Jake Gyllenhaal and Vera Farmiga in Source Code

5 Underrated Action Films You Need To Watch

Streaming channels are chock full of action films to watch nowadays. It can be overwhelming to choose a great action movie based on just a thumbnail and a short description. That said, there are some hidden cinematic gems available for your viewing pleasure.

Looking for something new to watch in the action genre? Check out these underrated action movies that you shouldn’t miss.


5 Underrated Action Movies You Should Stream


The Grey

Liam Neeson in The Grey

If Indy was gritty, humorless, and stuck in the Frozen North, Spielberg would’ve ended up with something close to this 2012 man-versus-nature epic. Liam Neeson is typecast as the badass with a bad past, guiding the survivors of a plane crash through man-eating Alaskan wolf territory.

PETA gripes aside, it’s a great journey to watch. Besides the canines stalking their every move, the stranded oilmen have to cope with the unforgiving landscape and climate of the Yukon. To give up is to die, and unwavering perseverance is the only weapon Neeson and Co. have in their arsenal. Thankfully, there’s more than just a bunch of fanged disembowelment waiting for viewers.

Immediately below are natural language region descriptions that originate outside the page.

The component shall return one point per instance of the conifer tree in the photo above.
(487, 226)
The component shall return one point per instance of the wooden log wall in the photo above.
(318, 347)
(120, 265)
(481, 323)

Neeson’s character is no stranger to death, and his musings on Thanatos will have you thinking about what it means not only to die, but to truly live, long after the credits roll.


The Road

Viggo Mortenson in The Road

This Viggo Mortensen vehicle is light on the action and heavy on the adventure. In a post-apocalyptic world rife with cannibals and famine, a father desperately tries to cling to his humanity, and give his son the best life possible.

Considering the circumstances, it’s quite a tall order; every tiny advantage father and son happen upon is cruelly wrested from their grasp by fate. If you couldn’t tell already, this film is a one-way ticket to Feels town. Despite the apparent bleakness, it’s still somehow an uplifting film. The love between father and son in such a hateful world is indescribable. Beyond that, it’s beautifully shot, and has a muted color palette that perfectly reflects the cinematic world.

Mortensen’s range is on display in full, here – this couldn’t be further from his roles in The Lord of the Rings or Eastern Promises, but he’s still convincing as ever. A side note – if you’ve read the book, be ready for a few changes in the narrative, but there’s no cause for alarm. The themes of the novel are still fully intact.


Throne of Blood

Throne of Blood

Akira Kurosawa. Just the name gets cinema buffs all hot and bothered. Even if international art house isn’t your cup of green tea, the immortal Japanese director makes films that everyone can enjoy. Besides his famous Samurai epics (Seven Samurai, Yojimbo), Kurosawa has a penchant for adapting Shakespeare to medieval Japan.

This is one of the less popular reworkings, but one of the indisputable best. If you’ve read Macbeth, you know the plot; if you haven’t, it’s a Wikipedia article away. But it’s the mesh of Eastern subtlety with Western ideals that make this the world’s adventure film.

A few bloody battles between Samurai nobles helps keep the intensity up while Kurosawa explains once again how absolute power corrupts absolutely.


Paths of Glory

Paths of Glory

This is one of Stanley Kubrick’s first – and most poignant – films. Dr. Strangelove acquainted us all with Kubrick’s sarcastic pacifism, but Paths of Glory is a far more damning indictment of the Western culture of death and destruction. The story follows a WWI-era saga of desertion, defiance, sacrifice, and heroism, through the eyes of a trio of French soldiers fighting on the unforgiving Western front.

Faced with bullets and artillery from friend as well as foe, Kirk Douglas and a stellar supporting cast trudge through Hell to give the audience a searing portrait of men at war, the dangers of bureaucracy and shifting blame, and the true meaning of courage under fire.


Source Code

Source Code Movie

Being John Malkovich meets 24: sounds like a terrible time for everyone involved. In fact, this is another underappreciated performance by the immensely talented Jake Gyllenhaal. Using new neurological technology, Captain Coulter Stevens (Gyllenhaal) relives the last 7 minutes of a terrorist attack on Chicago’s L-Train over and over again, until he can find the perpetrator.

In addition to having its fair share of edge-of-your-seat action, Source Code raises some pretty profound questions about life, death, and destiny. Some of the dialogue is hammy at times, but manage your expectations (it’s no Oscar bait) and you’ll definitely enjoy what this movie has to offer.